Мы признаем в народе много недостатков, но никогда не согласимся с одним лагерем теоретиков, что народ непроходимо глуп, ничего не сделал в тысячу лет своей жизни, не согласимся, потому что излишний ригоризм нигде не уместен… Если друзья будут о нем такого мнения, то что же останется для его недоброжелателей?

<предисловие к публикации перевода романа В. Гюго "Собор Парижской Богоматери">

"Le laid, c'est le beau" вот формула, под которую лет тридцать тому назад самодовольная ратина думала подвести мысль о направлении таланта Виктора Гюго, ложно поняв и ложно передав публике то, что сам Виктор Гюго писал для истолкования своей мысли. Надо признаться, впрочем, что он и сам был виноват в насмешках врагов своих, потому что оправдывался очень темно и заносчиво и истолковывал себя довольно бестолково. И однако ж, нападки и насмешки давно исчезли, а имя Виктора Гюго не умирает, и недавно, с лишком тридцать лет спустя после появление его романа "Notre Dame de Paris", явились "Les Misérables", роман, в котором великий поэт и гражданин выказал столько таланта, выразил основную мысль своей поэзии в такой художественной полноте, что весь свет облетело его произведение, все прочли его, и чарующее впечатление романа полное и всеобщее.

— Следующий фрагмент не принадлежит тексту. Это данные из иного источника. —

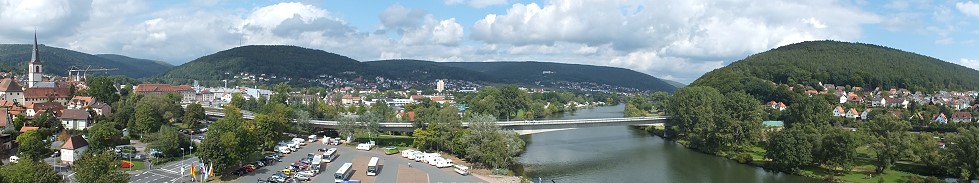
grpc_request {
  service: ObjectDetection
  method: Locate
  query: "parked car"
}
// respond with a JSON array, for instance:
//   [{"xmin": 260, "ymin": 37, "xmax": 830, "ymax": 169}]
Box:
[{"xmin": 292, "ymin": 174, "xmax": 309, "ymax": 181}]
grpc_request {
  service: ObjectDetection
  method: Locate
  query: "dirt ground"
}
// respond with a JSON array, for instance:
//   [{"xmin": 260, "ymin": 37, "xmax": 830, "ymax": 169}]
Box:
[
  {"xmin": 398, "ymin": 165, "xmax": 428, "ymax": 182},
  {"xmin": 350, "ymin": 156, "xmax": 375, "ymax": 183}
]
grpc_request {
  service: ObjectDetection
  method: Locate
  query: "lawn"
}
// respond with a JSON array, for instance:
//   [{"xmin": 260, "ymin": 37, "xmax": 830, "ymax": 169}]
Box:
[
  {"xmin": 354, "ymin": 134, "xmax": 415, "ymax": 146},
  {"xmin": 749, "ymin": 146, "xmax": 924, "ymax": 182},
  {"xmin": 116, "ymin": 160, "xmax": 146, "ymax": 171}
]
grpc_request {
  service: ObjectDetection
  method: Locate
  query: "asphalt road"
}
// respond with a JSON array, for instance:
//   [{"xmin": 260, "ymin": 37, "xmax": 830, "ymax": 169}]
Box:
[
  {"xmin": 235, "ymin": 141, "xmax": 485, "ymax": 183},
  {"xmin": 129, "ymin": 157, "xmax": 199, "ymax": 183}
]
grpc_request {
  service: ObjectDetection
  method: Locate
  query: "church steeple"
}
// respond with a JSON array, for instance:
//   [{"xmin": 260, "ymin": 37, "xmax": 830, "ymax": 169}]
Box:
[{"xmin": 30, "ymin": 32, "xmax": 41, "ymax": 64}]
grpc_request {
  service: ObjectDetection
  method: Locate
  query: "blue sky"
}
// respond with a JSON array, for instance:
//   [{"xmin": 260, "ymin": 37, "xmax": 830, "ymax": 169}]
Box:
[{"xmin": 0, "ymin": 0, "xmax": 979, "ymax": 83}]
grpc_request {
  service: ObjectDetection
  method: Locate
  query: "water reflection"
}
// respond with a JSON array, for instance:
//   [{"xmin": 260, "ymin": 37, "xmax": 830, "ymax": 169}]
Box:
[{"xmin": 518, "ymin": 105, "xmax": 817, "ymax": 183}]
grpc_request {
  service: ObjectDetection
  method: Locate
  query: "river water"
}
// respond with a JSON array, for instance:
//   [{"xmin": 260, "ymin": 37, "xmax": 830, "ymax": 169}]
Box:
[{"xmin": 519, "ymin": 105, "xmax": 819, "ymax": 183}]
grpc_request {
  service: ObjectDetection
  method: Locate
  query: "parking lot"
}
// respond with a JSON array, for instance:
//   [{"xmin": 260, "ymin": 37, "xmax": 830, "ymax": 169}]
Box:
[
  {"xmin": 129, "ymin": 157, "xmax": 199, "ymax": 183},
  {"xmin": 235, "ymin": 141, "xmax": 485, "ymax": 183}
]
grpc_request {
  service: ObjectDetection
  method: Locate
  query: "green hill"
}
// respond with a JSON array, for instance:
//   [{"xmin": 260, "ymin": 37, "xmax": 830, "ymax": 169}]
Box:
[
  {"xmin": 162, "ymin": 46, "xmax": 676, "ymax": 91},
  {"xmin": 0, "ymin": 44, "xmax": 173, "ymax": 78},
  {"xmin": 364, "ymin": 60, "xmax": 496, "ymax": 82},
  {"xmin": 163, "ymin": 45, "xmax": 377, "ymax": 80},
  {"xmin": 444, "ymin": 61, "xmax": 676, "ymax": 92},
  {"xmin": 690, "ymin": 41, "xmax": 979, "ymax": 96}
]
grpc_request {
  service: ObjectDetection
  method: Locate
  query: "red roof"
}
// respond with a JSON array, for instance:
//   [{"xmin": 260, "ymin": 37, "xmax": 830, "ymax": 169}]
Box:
[
  {"xmin": 61, "ymin": 136, "xmax": 88, "ymax": 150},
  {"xmin": 24, "ymin": 88, "xmax": 69, "ymax": 99},
  {"xmin": 135, "ymin": 84, "xmax": 194, "ymax": 93},
  {"xmin": 20, "ymin": 126, "xmax": 37, "ymax": 133},
  {"xmin": 0, "ymin": 78, "xmax": 24, "ymax": 92}
]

Давно уже догадались, что не глупой карикатурной формулой, приведенной нами выше, характеризуется мысль Виктора Гюго. Его мысль есть основная мысль всего искусства девятнадцатого столетия, и этой мысли Виктор Гюго как художник был чуть ли не первым провозвестником. Это мысль христианская и высоконравственная, формула ее - восстановление погибшего человека, задавленного несправедливо гнетом обстоятельств, застоя веков и общественных предрассудков. Эта мысль - оправдание униженных и всеми отринутых парий общества. Конечно, аллегория немыслима в таком художественном произведении, как например "Notre Dame de Paris". Но кому не придет в голову, что Квазимодо есть олицетворение пригнетенного и презираемого средневекового народа французского, глухого и обезображенного, одаренного только страшной физической силой, но в котором просыпается наконец любовь и жажда справедливости, а вместе с ними и сознание своей правды и еще непочатых, бесконечных сил своих.

Виктор Гюго чуть ли не главный провозвестник этой идеи "восстановления" в литературе нашего века. По крайней мере он первый заявил эту идею с такой художественной силой в искусстве. Конечно, она не есть изобретение одного Виктора Гюго; напротив, по убеждению нашему, она есть неотъемлемая принадлежность и, может быть, историческая необходимость девятнадцатого столетия, хотя, впрочем, принято обвинять наше столетие, что оно после великих образцов прошлого времени не внесло ничего нового в литературу и в искусство. Это глубоко несправедливо. Проследите все европейские литературы нашего века, и вы увидите во всех следы той же идеи, и, может быть, хоть к концу-то века она воплотится наконец вся, целиком, ясно и могущественно, в каком-нибудь таком великом произведении искусства, что выразит стремления и характеристику своего времени так же полно и вековечно, как, например, "Божественная комедия" выразила свою эпоху средневековых католических верований и идеалов.